Dopo oltre due anni di intensi dibattiti, la Sezione Lavoro del Tribunale di Roma, con ordinanza del 26 luglio 2017, ha ritenuto fosse giunto il momento di porre in discussione la tenuta costituzionale di quello che può essere considerato il fulcro del Jobs Act e, a ben vedere, il simbolo dell’azione riformista portata avanti dal Governo Renzi, vale a dire il contratto a tutele crescenti. Così, ha sollevato la questione di incostituzionalità degli artt. 2, 3, 4 e 10 del d.lgs. n. 23 del 2015 per ritenuto contrasto con gli artt. 3, 4, 35, 76 e 177 comma 1 Cost.
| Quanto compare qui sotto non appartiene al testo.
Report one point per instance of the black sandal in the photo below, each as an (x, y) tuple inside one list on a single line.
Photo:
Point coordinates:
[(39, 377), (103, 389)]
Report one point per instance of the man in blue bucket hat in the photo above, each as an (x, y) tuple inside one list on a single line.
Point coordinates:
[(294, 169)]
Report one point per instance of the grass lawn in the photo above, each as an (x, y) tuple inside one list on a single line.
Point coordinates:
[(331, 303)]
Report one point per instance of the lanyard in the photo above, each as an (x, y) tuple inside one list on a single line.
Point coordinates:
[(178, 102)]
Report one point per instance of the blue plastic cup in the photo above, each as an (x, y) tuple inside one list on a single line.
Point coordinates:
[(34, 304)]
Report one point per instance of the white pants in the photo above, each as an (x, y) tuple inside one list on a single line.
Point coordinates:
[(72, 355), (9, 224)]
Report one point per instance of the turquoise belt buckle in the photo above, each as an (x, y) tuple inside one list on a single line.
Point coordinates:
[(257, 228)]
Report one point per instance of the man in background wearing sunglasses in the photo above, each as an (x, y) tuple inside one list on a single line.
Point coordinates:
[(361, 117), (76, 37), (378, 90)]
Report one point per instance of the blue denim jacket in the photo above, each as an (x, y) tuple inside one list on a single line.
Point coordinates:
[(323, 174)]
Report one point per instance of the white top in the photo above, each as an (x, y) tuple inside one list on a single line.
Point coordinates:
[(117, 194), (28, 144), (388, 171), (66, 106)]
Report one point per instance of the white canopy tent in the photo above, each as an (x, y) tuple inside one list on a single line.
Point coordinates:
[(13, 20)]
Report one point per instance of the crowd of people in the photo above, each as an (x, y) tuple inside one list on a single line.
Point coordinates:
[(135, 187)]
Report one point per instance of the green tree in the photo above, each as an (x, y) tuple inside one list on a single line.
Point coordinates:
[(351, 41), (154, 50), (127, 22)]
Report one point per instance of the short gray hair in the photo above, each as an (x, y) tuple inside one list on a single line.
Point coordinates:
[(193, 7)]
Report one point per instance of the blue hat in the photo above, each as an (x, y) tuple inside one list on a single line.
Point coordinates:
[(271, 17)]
A ben vedere, per motivare l’incostituzionalità del contratto a tutele crescenti, il giudice remittente avrebbe potuto seguire le numerose “piste” di incostituzionalità suggerite in questi due anni dalla copiosa dottrina che ha aspramente criticato il Jobs Acts. Invece, il giudice rimettente ha preferito soffermarsi su alcune questioni di giustizia sottese alla novella legislativa, tralasciando di far proprie quelle censure che erano già state affrontate dalla Corte costituzionale in precedenti sentenze. Così, il giudice rimettente, dopo aver implicitamente fatta salva la sostanza della riforma Fornero, assurta anche a tertium comparationis, ha da subito chiarito di non ritenere incostituzionale l’abolizione della reintegrazione sulla scorta di quell’orientamento della Corte costituzionale, da ultimo ribadito con sentenza n. 303 del 2011, secondo cui “la regola generale di integralità della riparazione e di equivalenza della stessa al pregiudizio cagionato al danneggiato non ha copertura costituzionale”.
Sgomberato il campo dalla questione relativa alla legittimità costituzionale dell’abolizione della tutela reintegratoria, l’ordinanza di rimessione fonda le proprie censure di incostituzionalità sull’entità dell’indennità sanzionatoria del licenziamento privo di giustificato motivo oggettivo che il legislatore avrebbe determinato in misura “irrisoria”, “evanescente”, “inadeguata”, “modesta” e “fissa”. Secondo il Tribunale di Roma, infatti, l’indennità risarcitoria individuata dal legislatore con le disposizioni tacciate di incostituzionalità, in quanto “esigua”:
- produrrebbe una “ingiusta” disparità di trattamento tra lavoratori assunti prima e dopo la data di entrata in vigore della normativa tacciata di incostituzionalità (7 marzo 2015);
- priverebbe di qualsiasi carattere “deterrente, “sanzionatorio” o “punitivo” l’indennità risarcitoria, così determinando “di fatto un ripristino della libertà assoluta di licenziamento”.
Si tratta di due conseguenze che, a ben vedere, lungi dallo scaturire dall’entrata in vigore del “Jobs Act”, sono connaturate al recente diritto del lavoro e difficilmente possono essere evitate senza sacrificare (come invece ritengono di poter fare molti critici della riforma) altri valori di pari rango costituzionale come, ad esempio, il diritto al lavoro dei disoccupati, la libertà di iniziativa economica privata, e quindi la capacità competitiva delle imprese in un mercato globale, e, non da ultimo, la necessità di certezza del diritto di tutti gli operatori del sistema. Il necessario contemperamento dei valori affermati dalla nostra Costituzione è infatti scelta eminentemente politica che chi ha la responsabilità di governare è chiamato ad assumere in relazione alle contingenze del momento.